Kalman Filter
Motivation
A linear dynamical system driven by noise cannot be observed exactly — the hidden state must be estimated from noisy measurements. The Kalman filter (Kalman 1960) is the optimal estimator for this setting: it maintains a Gaussian belief over the state and updates it recursively as each measurement arrives, minimizing mean squared error among all linear estimators (proof).
The filter underpins GPS receivers, aircraft autopilots, robot localization, and financial time-series smoothing. It also forms one half of the linear quadratic Gaussian (LQG) controller, which pairs the Kalman filter with the linear quadratic regulator.
Problem
The system is described by two equations. The process model evolves the hidden state:
\[ x_{t+1} = A x_t + B u_t + w_t, \qquad w_t \sim \mathcal{N}(0, W), \]
and the observation model generates measurements:
\[ y_t = C x_t + v_t, \qquad v_t \sim \mathcal{N}(0, V), \]
where \(x_t \in \mathbb{R}^n\) is the hidden state, \(u_t \in \mathbb{R}^m\) is a known control input, \(y_t \in \mathbb{R}^p\) is the measurement, and \(A\), \(B\), \(C\) are known matrices. The noise covariances \(W \succeq 0\) and \(V \succ 0\) are known, and \(\{w_t\}\), \(\{v_t\}\) are mutually independent.

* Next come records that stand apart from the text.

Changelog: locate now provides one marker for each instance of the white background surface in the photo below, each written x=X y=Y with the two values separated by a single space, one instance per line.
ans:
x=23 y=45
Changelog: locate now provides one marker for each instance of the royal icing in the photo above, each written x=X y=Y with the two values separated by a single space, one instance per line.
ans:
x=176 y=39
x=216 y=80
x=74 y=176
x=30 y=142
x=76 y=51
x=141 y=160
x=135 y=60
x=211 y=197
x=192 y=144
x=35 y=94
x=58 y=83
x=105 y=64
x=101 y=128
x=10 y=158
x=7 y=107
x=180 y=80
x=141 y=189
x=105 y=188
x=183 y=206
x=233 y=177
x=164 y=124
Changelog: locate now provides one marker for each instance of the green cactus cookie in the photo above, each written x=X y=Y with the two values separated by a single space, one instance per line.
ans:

Given measurements \(y_1, \ldots, y_t\), compute (online, one step at a time) the posterior \(p(x_t \mid y_1, \ldots, y_t)\).
Key Ideas
A Gaussian stays Gaussian under linear updates
Each step of the model is a linear function of the previous state plus Gaussian noise. Linear-Gaussian transformations preserve normality: if \(x_{t-1} \mid y_{1:t-1}\) is Gaussian, then so is \(x_t \mid y_{1:t-1}\) (after the dynamics), and so is \(x_t \mid y_{1:t}\) (after conditioning on the new measurement). The posterior never leaves the Gaussian family, so the filter only has to track a mean vector and a covariance matrix.

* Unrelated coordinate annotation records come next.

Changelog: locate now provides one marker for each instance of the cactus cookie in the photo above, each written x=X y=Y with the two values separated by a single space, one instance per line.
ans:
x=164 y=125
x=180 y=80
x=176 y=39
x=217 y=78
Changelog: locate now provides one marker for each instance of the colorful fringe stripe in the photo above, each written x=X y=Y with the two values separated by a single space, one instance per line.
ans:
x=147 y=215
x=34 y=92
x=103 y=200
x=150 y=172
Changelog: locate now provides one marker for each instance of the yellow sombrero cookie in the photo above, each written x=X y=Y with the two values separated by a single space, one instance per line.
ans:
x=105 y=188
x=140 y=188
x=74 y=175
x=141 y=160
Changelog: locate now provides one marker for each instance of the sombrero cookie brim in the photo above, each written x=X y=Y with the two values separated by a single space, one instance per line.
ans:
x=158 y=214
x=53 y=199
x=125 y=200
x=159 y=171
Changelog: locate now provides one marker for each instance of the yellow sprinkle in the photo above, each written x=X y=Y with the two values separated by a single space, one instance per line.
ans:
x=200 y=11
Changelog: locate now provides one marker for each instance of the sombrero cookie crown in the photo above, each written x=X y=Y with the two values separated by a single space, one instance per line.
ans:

Alternate predict and update
Each new step splits into two stages:
- Predict. Push the previous posterior through the dynamics. The mean shifts by the deterministic part; the covariance grows by the process noise.
- Update. Condition on the new measurement. The mean shifts toward the observation; the covariance shrinks because the measurement provides information.

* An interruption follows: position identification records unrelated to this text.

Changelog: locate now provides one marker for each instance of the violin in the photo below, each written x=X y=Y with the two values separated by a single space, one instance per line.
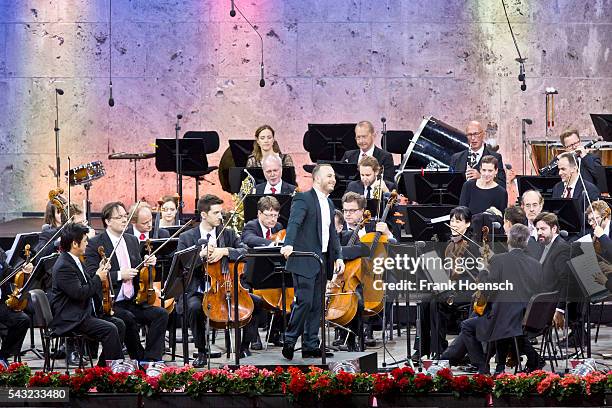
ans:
x=16 y=301
x=373 y=299
x=108 y=297
x=343 y=302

This alternation is exactly the chain decomposition of the joint \(p(x_t, y_t \mid y_{1:t-1}) = p(x_t \mid y_{1:t-1}) \cdot p(y_t \mid x_t)\), followed by Bayes’ rule.
The Kalman gain is the optimal trust trade-off
The update reweights the prediction by the innovation \(y_t - C\hat{x}_{t|t-1}\) — the part of the measurement not predicted by the prior. The Kalman gain \(K_t\) is the optimal weight: when the measurement is precise (\(V\) small) \(K_t\) is large and the posterior trusts the observation; when the prediction is precise (\(\Sigma_{t|t-1}\) small) \(K_t\) is small and the posterior trusts the prior. The gain minimizes the posterior covariance over all linear update rules (proof).
Same recursion as forward-backward, in continuous state
The Kalman filter is exactly the forward pass of forward-backward for a continuous-state HMM with linear-Gaussian transitions and observations. The discrete sum-product becomes a matrix recurrence on means and covariances because Gaussians close under marginalization and conditioning. Add a backward pass (the RTS smoother) and you get smoothing.
Deriving the Solution
The Kalman filter maintains the Gaussian posterior \(p(x_t \mid y_1, \ldots, y_t) = \mathcal{N}(\hat{x}_{t|t},\, \Sigma_{t|t})\). Apply the dynamics, then condition on the measurement.
Predict (propagate through dynamics before seeing \(y_t\)):
\[ \hat{x}_{t|t-1} = A \hat{x}_{t-1|t-1} + B u_t, \]
\[ \Sigma_{t|t-1} = A \Sigma_{t-1|t-1} A^\top + W. \]
The mean transforms by the deterministic dynamics; the covariance transforms by the linear-Gaussian variance formula plus the new process noise \(W\).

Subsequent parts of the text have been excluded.